SuperLotto Plus Results
On Wednesday night, February 4, 2026, the SuperLotto Plus draw in California marked a notable return: 02 15 17 22 38 reappeared in the draw after a -day drought. In a system where combinations should surface roughly once every 1 in 1,533,939 draws, an absence of this length stands out for anyone tracking long-horizon frequency trends.

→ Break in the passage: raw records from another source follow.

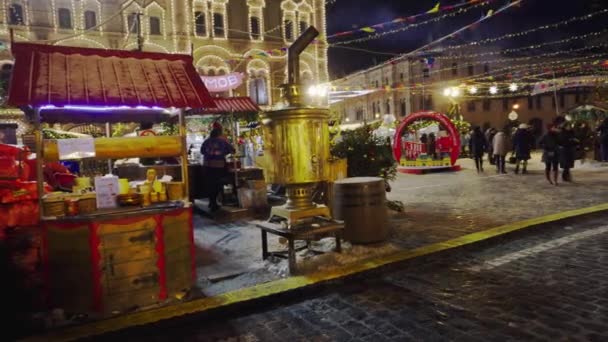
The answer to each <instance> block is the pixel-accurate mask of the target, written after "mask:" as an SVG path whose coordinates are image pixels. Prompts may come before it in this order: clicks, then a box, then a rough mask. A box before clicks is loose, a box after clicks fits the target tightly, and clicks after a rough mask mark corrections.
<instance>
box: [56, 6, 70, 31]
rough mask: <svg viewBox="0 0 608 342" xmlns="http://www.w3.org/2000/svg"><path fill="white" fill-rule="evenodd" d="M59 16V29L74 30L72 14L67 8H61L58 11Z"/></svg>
mask: <svg viewBox="0 0 608 342" xmlns="http://www.w3.org/2000/svg"><path fill="white" fill-rule="evenodd" d="M57 16H58V18H59V28H61V29H71V28H72V12H70V10H69V9H67V8H60V9H58V10H57Z"/></svg>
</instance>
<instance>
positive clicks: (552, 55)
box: [415, 43, 608, 78]
mask: <svg viewBox="0 0 608 342" xmlns="http://www.w3.org/2000/svg"><path fill="white" fill-rule="evenodd" d="M605 47H608V43H602V44H597V45H589V46H584V47H582V48H577V49H569V50H561V51H555V52H548V53H543V54H538V55H534V56H524V57H505V58H499V59H492V60H484V61H477V62H465V64H464V65H467V66H475V65H481V64H499V63H505V62H516V61H528V60H531V59H538V58H541V57H552V56H557V55H564V54H569V53H574V52H580V51H585V50H593V49H598V48H605ZM457 57H460V56H458V55H456V56H454V57H452V58H451V59H454V58H457ZM451 70H453V67H452V66H449V67H445V68H441V69H433V70H431V71H429V75H434V74H438V73H441V72H445V71H451ZM415 77H416V78H423V77H424V76H423V75H416V76H415Z"/></svg>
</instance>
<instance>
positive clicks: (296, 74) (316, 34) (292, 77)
mask: <svg viewBox="0 0 608 342" xmlns="http://www.w3.org/2000/svg"><path fill="white" fill-rule="evenodd" d="M317 36H319V31H317V29H316V28H314V27H313V26H309V27H308V29H306V31H304V33H302V35H300V36H299V37H298V39H296V41H295V42H293V44H291V46H290V47H289V48H288V49H287V81H288V83H289V84H290V85H299V84H300V54H301V53H302V51H304V49H306V47H308V45H310V43H312V41H313V40H314V39H315V38H317Z"/></svg>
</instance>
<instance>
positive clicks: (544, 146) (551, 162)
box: [539, 125, 560, 185]
mask: <svg viewBox="0 0 608 342" xmlns="http://www.w3.org/2000/svg"><path fill="white" fill-rule="evenodd" d="M559 133H560V131H559V128H558V127H556V126H555V125H552V126H550V127H549V131H548V132H547V133H546V134H545V135H544V136H543V137H542V138H541V140H540V143H539V145H540V146H541V147H542V149H543V157H542V160H543V162H544V163H545V177H546V178H547V181H549V183H550V184H553V185H557V172H558V170H557V167H558V165H559V151H560V146H559ZM551 176H553V180H551Z"/></svg>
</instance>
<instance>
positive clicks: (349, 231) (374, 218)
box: [332, 177, 389, 243]
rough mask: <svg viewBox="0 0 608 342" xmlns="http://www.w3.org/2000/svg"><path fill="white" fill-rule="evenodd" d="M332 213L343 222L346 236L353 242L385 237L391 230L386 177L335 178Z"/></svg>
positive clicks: (380, 239) (368, 242) (360, 241)
mask: <svg viewBox="0 0 608 342" xmlns="http://www.w3.org/2000/svg"><path fill="white" fill-rule="evenodd" d="M332 214H333V216H334V218H335V219H338V220H342V221H344V224H345V230H344V238H345V239H346V240H348V241H350V242H352V243H372V242H380V241H384V240H386V239H387V238H388V233H389V230H388V222H387V208H386V189H385V187H384V179H382V178H375V177H353V178H345V179H341V180H338V181H336V182H335V183H334V188H333V211H332Z"/></svg>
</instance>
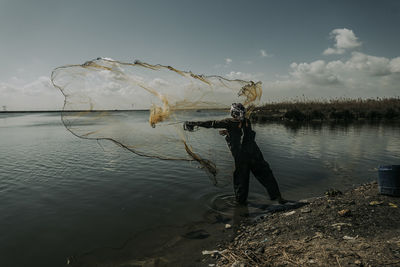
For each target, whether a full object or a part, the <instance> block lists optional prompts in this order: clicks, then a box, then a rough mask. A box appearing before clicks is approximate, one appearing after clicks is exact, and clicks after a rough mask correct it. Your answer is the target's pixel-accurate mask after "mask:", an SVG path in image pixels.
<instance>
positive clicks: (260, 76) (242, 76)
mask: <svg viewBox="0 0 400 267" xmlns="http://www.w3.org/2000/svg"><path fill="white" fill-rule="evenodd" d="M225 76H226V77H228V79H231V80H235V79H239V80H253V81H258V79H259V78H260V77H261V76H262V74H261V73H255V74H254V73H245V72H241V71H231V72H230V73H228V74H226V75H225Z"/></svg>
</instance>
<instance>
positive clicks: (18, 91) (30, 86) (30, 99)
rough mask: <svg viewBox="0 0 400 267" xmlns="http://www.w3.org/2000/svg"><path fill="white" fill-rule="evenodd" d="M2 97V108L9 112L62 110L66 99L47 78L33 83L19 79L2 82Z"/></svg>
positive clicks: (1, 105)
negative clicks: (62, 95) (64, 101)
mask: <svg viewBox="0 0 400 267" xmlns="http://www.w3.org/2000/svg"><path fill="white" fill-rule="evenodd" d="M0 96H1V97H0V106H6V107H7V110H48V109H61V108H62V105H63V99H64V98H63V96H62V94H61V92H60V91H59V90H57V89H56V88H54V87H53V85H52V84H51V81H50V79H49V77H46V76H41V77H38V78H37V79H36V80H33V81H31V82H24V81H23V80H22V79H19V78H17V77H12V78H11V79H10V80H9V81H7V82H0Z"/></svg>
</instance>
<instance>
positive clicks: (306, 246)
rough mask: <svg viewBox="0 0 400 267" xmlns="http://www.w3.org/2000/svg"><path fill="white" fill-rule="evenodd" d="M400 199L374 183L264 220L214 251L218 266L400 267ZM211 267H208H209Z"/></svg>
mask: <svg viewBox="0 0 400 267" xmlns="http://www.w3.org/2000/svg"><path fill="white" fill-rule="evenodd" d="M399 221H400V198H398V197H391V196H385V195H380V194H378V186H377V183H376V182H371V183H368V184H365V185H362V186H360V187H357V188H354V189H351V190H349V191H347V192H345V193H343V194H341V192H340V191H328V192H327V193H326V195H325V196H323V197H319V198H315V199H312V200H309V201H308V204H306V205H304V206H302V207H299V208H297V209H293V210H291V211H288V210H284V211H278V212H275V213H272V214H265V215H260V216H258V217H257V218H256V220H253V221H252V222H247V223H243V224H242V225H241V226H240V227H239V229H235V234H236V237H235V238H234V239H232V240H230V241H226V242H221V243H220V244H219V245H217V246H216V247H214V248H212V247H210V250H214V249H215V251H214V253H211V254H210V255H205V256H204V259H203V260H204V261H210V260H213V262H212V263H211V264H215V266H400V223H399ZM209 264H210V263H209ZM211 266H212V265H211Z"/></svg>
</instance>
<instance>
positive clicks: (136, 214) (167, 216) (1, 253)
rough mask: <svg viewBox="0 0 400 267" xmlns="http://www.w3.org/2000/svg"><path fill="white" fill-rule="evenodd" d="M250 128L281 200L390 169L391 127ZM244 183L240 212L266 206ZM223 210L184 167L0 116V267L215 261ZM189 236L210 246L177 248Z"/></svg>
mask: <svg viewBox="0 0 400 267" xmlns="http://www.w3.org/2000/svg"><path fill="white" fill-rule="evenodd" d="M254 128H255V130H256V132H257V142H258V144H259V146H260V148H261V150H262V151H263V153H264V157H265V158H266V160H267V161H268V162H269V163H270V165H271V168H272V170H273V171H274V174H275V176H276V177H277V180H278V183H279V185H280V189H281V191H282V194H283V195H284V197H286V198H288V199H303V198H308V197H313V196H319V195H322V194H323V193H324V192H325V191H326V190H327V189H329V188H337V189H339V190H345V189H347V188H349V187H352V186H354V185H358V184H361V183H365V182H369V181H371V180H375V179H376V178H377V168H378V166H379V165H388V164H399V163H400V162H399V158H400V138H399V133H400V125H399V124H391V125H387V124H373V125H371V124H352V125H347V126H346V125H337V124H336V125H313V126H311V125H308V126H299V127H295V126H285V125H284V124H259V125H255V126H254ZM221 142H224V140H223V139H222V140H221ZM250 183H251V188H250V204H251V203H254V204H257V203H258V204H259V203H264V204H266V205H268V204H270V203H271V202H270V201H269V200H268V197H267V194H266V192H265V189H264V188H262V187H261V186H260V185H259V184H258V182H257V181H256V180H255V179H254V178H251V181H250ZM231 200H232V189H231V185H230V184H228V185H227V186H225V187H214V186H213V185H212V183H211V182H210V180H209V178H208V175H207V174H206V173H205V172H204V171H203V170H201V169H199V168H196V166H195V164H193V163H187V162H180V161H162V160H157V159H149V158H143V157H140V156H137V155H135V154H133V153H131V152H129V151H126V150H124V149H122V148H120V147H117V146H116V145H115V144H113V143H111V142H101V145H100V144H99V143H97V142H96V141H89V140H83V139H79V138H77V137H75V136H73V135H72V134H71V133H69V132H68V131H67V130H66V129H65V127H64V126H63V124H62V123H61V121H60V114H57V113H34V114H0V266H41V267H45V266H51V267H54V266H64V265H66V263H67V258H69V260H70V263H73V262H78V263H79V264H81V266H100V263H98V262H101V263H106V262H108V263H109V262H114V263H115V264H114V265H107V266H123V264H124V262H125V263H126V262H128V261H129V262H130V264H131V266H133V264H140V263H143V261H146V258H149V257H151V256H152V255H155V254H158V255H165V253H164V251H169V252H171V251H172V249H174V246H177V247H179V248H180V249H182V248H187V251H186V252H187V253H186V254H187V255H188V256H187V257H186V258H185V257H184V256H182V253H184V252H185V251H184V252H180V254H181V257H182V262H183V263H182V264H187V263H188V262H190V258H191V257H193V256H191V255H200V252H201V249H215V248H214V247H213V246H212V244H213V243H212V242H211V241H212V236H214V235H213V233H214V232H213V231H214V230H213V229H216V228H218V227H220V226H217V225H220V224H222V225H224V223H225V222H231V220H233V219H234V218H233V216H234V212H235V211H234V208H233V205H232V204H231ZM250 206H251V205H250ZM218 213H220V214H222V215H223V217H224V218H226V220H222V222H223V223H218V220H217V221H215V220H214V219H215V218H218V216H216V215H215V214H218ZM213 218H214V219H213ZM200 228H202V229H207V232H208V233H211V237H209V238H205V239H200V240H199V239H190V238H189V239H184V238H183V239H182V236H184V235H185V233H188V232H191V231H193V230H198V229H200ZM215 232H218V231H215ZM182 240H184V242H185V243H183V244H184V245H182V244H181V243H180V242H183V241H182ZM207 240H211V241H209V243H207V242H206V241H207ZM179 244H181V245H179ZM172 254H173V253H172ZM172 254H171V255H172ZM177 254H179V253H177ZM71 256H73V257H71ZM176 257H177V256H176ZM167 260H168V259H167ZM175 260H176V258H175ZM96 262H97V263H96ZM175 262H178V263H179V260H178V261H175ZM199 264H200V263H199ZM193 265H194V264H193ZM127 266H128V265H127Z"/></svg>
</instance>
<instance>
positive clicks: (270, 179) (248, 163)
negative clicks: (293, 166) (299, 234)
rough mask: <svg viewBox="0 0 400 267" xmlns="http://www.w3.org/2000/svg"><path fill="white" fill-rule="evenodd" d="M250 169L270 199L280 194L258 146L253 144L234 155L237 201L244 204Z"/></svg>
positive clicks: (275, 183) (268, 168)
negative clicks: (238, 152)
mask: <svg viewBox="0 0 400 267" xmlns="http://www.w3.org/2000/svg"><path fill="white" fill-rule="evenodd" d="M249 152H251V153H249ZM250 171H251V172H252V173H253V174H254V176H255V177H256V178H257V180H258V181H259V182H260V183H261V184H262V185H263V186H264V187H265V188H266V189H267V191H268V194H269V196H270V198H271V200H275V199H276V198H278V197H279V196H280V195H281V194H280V192H279V187H278V183H277V182H276V179H275V177H274V175H273V173H272V170H271V168H270V167H269V164H268V163H267V162H266V161H265V160H264V157H263V155H262V153H261V151H260V149H259V148H258V146H257V145H255V147H254V146H253V148H252V149H251V151H248V152H242V153H240V154H239V155H237V156H236V157H235V172H234V173H233V188H234V191H235V197H236V201H237V202H239V203H241V204H244V203H245V202H246V200H247V196H248V194H249V180H250Z"/></svg>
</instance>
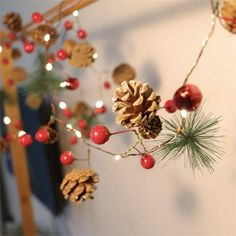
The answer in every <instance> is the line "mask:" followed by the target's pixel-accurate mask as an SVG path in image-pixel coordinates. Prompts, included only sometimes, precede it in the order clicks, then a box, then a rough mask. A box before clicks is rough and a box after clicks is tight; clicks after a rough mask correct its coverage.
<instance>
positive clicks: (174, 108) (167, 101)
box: [164, 99, 177, 113]
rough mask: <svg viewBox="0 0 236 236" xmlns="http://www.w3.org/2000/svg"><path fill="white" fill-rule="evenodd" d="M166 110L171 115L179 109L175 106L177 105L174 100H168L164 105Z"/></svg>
mask: <svg viewBox="0 0 236 236" xmlns="http://www.w3.org/2000/svg"><path fill="white" fill-rule="evenodd" d="M164 107H165V109H166V111H167V112H169V113H173V112H175V111H176V110H177V107H176V106H175V103H174V101H173V100H172V99H170V100H167V101H166V102H165V105H164Z"/></svg>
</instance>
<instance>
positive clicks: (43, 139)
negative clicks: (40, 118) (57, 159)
mask: <svg viewBox="0 0 236 236" xmlns="http://www.w3.org/2000/svg"><path fill="white" fill-rule="evenodd" d="M49 138H50V134H49V132H48V131H47V129H45V128H41V129H39V130H38V131H37V132H36V134H35V139H36V140H37V141H38V142H40V143H44V142H47V141H48V140H49Z"/></svg>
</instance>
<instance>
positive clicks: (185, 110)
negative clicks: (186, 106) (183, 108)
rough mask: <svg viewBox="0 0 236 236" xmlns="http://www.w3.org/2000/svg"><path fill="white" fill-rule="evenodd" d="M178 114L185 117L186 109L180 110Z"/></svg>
mask: <svg viewBox="0 0 236 236" xmlns="http://www.w3.org/2000/svg"><path fill="white" fill-rule="evenodd" d="M180 114H181V116H182V117H183V118H186V117H187V111H186V110H181V111H180Z"/></svg>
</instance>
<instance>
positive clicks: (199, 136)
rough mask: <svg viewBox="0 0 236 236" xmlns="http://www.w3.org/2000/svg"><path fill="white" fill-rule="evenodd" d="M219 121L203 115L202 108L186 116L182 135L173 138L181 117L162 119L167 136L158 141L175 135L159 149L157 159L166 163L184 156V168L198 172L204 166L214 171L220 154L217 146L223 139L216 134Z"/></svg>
mask: <svg viewBox="0 0 236 236" xmlns="http://www.w3.org/2000/svg"><path fill="white" fill-rule="evenodd" d="M220 121H221V119H220V117H216V118H215V117H213V115H212V114H211V113H209V114H207V115H206V114H205V113H204V112H203V110H202V107H201V108H199V109H197V110H196V111H194V112H191V113H189V114H188V115H187V117H186V123H185V125H184V126H183V127H182V132H181V133H180V134H178V135H177V136H176V133H177V130H178V128H179V127H181V125H182V117H181V114H178V115H176V116H175V117H174V118H173V119H170V120H166V119H163V126H164V130H166V133H164V134H163V135H162V136H161V137H160V142H163V141H166V140H169V139H170V138H172V137H174V136H176V138H174V139H173V140H172V141H170V142H169V143H167V144H166V145H164V146H163V147H162V148H161V149H160V150H158V151H159V153H158V154H159V157H158V159H160V160H166V163H169V162H170V161H176V160H178V159H180V158H181V157H184V162H185V165H189V166H190V167H191V168H192V169H193V170H195V169H198V170H201V169H202V167H204V168H207V169H208V170H209V172H212V171H214V169H213V164H214V163H215V162H216V160H217V159H219V158H220V157H221V155H222V154H223V151H222V148H221V146H220V144H221V143H222V137H223V136H220V135H219V134H218V131H219V129H220V128H219V126H218V124H219V122H220Z"/></svg>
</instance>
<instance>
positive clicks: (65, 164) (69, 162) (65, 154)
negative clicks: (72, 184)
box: [60, 151, 75, 165]
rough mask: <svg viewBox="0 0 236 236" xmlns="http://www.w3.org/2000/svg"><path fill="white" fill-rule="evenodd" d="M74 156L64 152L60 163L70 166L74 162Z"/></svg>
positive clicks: (71, 154) (61, 154) (65, 152)
mask: <svg viewBox="0 0 236 236" xmlns="http://www.w3.org/2000/svg"><path fill="white" fill-rule="evenodd" d="M74 159H75V158H74V154H73V152H72V151H65V152H63V153H62V154H61V157H60V161H61V163H62V164H63V165H70V164H71V163H73V161H74Z"/></svg>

Winning numbers for 1 draw on February 4, 2026 in California.
Draw times: Evening.
Our take on the SuperLotto Plus results
February 4, 2026SuperLotto Plus report — Wednesday night, February 4, 2026: 02 15 17 22 38 shows a notable pattern
On Wednesday night, February 4, 2026, the SuperLotto Plus draw in California marked a notable return: 02 15 17 22 38 reappeared in the draw after a -day drought. In a system where combinations should surface roughly once every 1 in 1,533,939 draws, an absence of this length stands out for anyone tracking long-horizon frequency trends.
Overview
On Wednesday night, February 4, 2026, the SuperLotto Plus draw in California marked a notable return: 02 15 17 22 38 reappeared in the draw after a -day drought. In a system where combinations should surface roughly once every 1 in 1,533,939 draws, an absence of this length stands out for anyone tracking long-horizon frequency trends.
Combo Profile
As a number pattern, 02 15 17 22 38 uses 5 distinct numbers and a wide spread from 2 to 38.
Why Droughts Matter
Long droughts are best read as context, not a cue - they show how distribution tails behave. They clarify how far outcomes drift from baseline cadence.
Data Notes
As documented: this report documents the results logged for Wednesday night, February 4, 2026 with reference to historical frequency baselines. The focus is documentation over prediction.
From Stepzero
In summary: this series is meant to maintain continuity across the record as context for disciplined analysis. The priority is accuracy and continuity.
Additional Context
Long-horizon tracking is the only reliable way to separate short-term noise from persistent drift. By logging each outcome against its expected cadence, the system builds a distribution profile that becomes more stable as the sample grows. Long-horizon tracking is the only reliable way to separate short-term noise from persistent drift. By logging each outcome against its expected cadence, the system builds a distribution profile that becomes more stable as the sample grows.
Adding to the Long-Term Record
The return of 02 15 17 22 38 expands the archive by one more data point. It is the accumulation of these entries, not a single draw, that defines the reliability of long-horizon analysis.